Well, I gather analytics from Flurry in my app. Those analytics are pretty valuable to developers to help guide development. I can tell you what percentage of my users have jailbroken devices, what parts of my app they use most frequently, and even put together some solid numbers on what percentage of users I retain over time. Using Flurry gave me awesome, helpful stats without having to spend a bunch of time creating the system myself. I'm fairly sure Flurry will just do something different to track installs and usage, so I'm not overly concerned, but it will mean having to submit a new version of my app using a new stats library I'm sure.

I imagine that within your app this wouldn't be much of a problem. I'm not that familiar with the implementation of Flurry but depending on how it collects that information you could retain 100% functionality in that regard as that information I would think would be visible from within your Apps own little ecosystem.

Definitely hear you about the ad targeting though ... my guess is that Flurry and others are going to perhaps have sign-ins of their own of some nature that will allow them to target through the various non-globally identifiable IDs that the app users get from the third parties who use their services.

 

[bengst]

It's more than just about ads, the ads thing is just one example. It's just not secure to be storing and matching data based on a unique id (previously) available to all apps.

It's kind of a security issue at the user level as well, if another user spoofed your UDID they could gain access to your data if that's how an application was matching data to it's users.

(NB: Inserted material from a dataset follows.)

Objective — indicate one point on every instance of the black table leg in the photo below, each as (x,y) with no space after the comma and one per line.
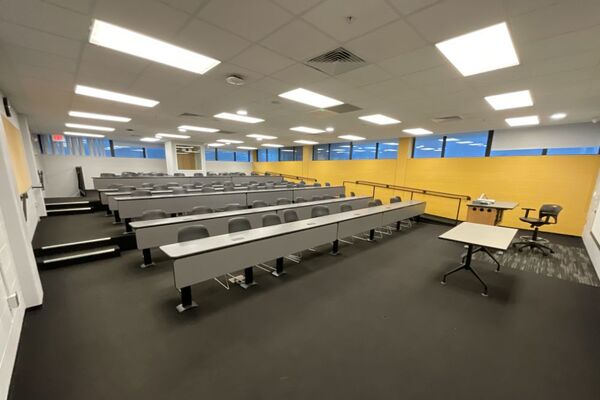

Wow, ads targeting like Mass Effect, or people greeting like Minority Report!

Imagine walking in a mall and at the front gate greeted using our names.. followed by <insert spam junk here> advertising based on the collected data.

"Good evening Mr. Doe, we have some special offers in our store and it sure can make your wife happier like never before.."

Then, suddenly all the world knows Mr. Doe's problem.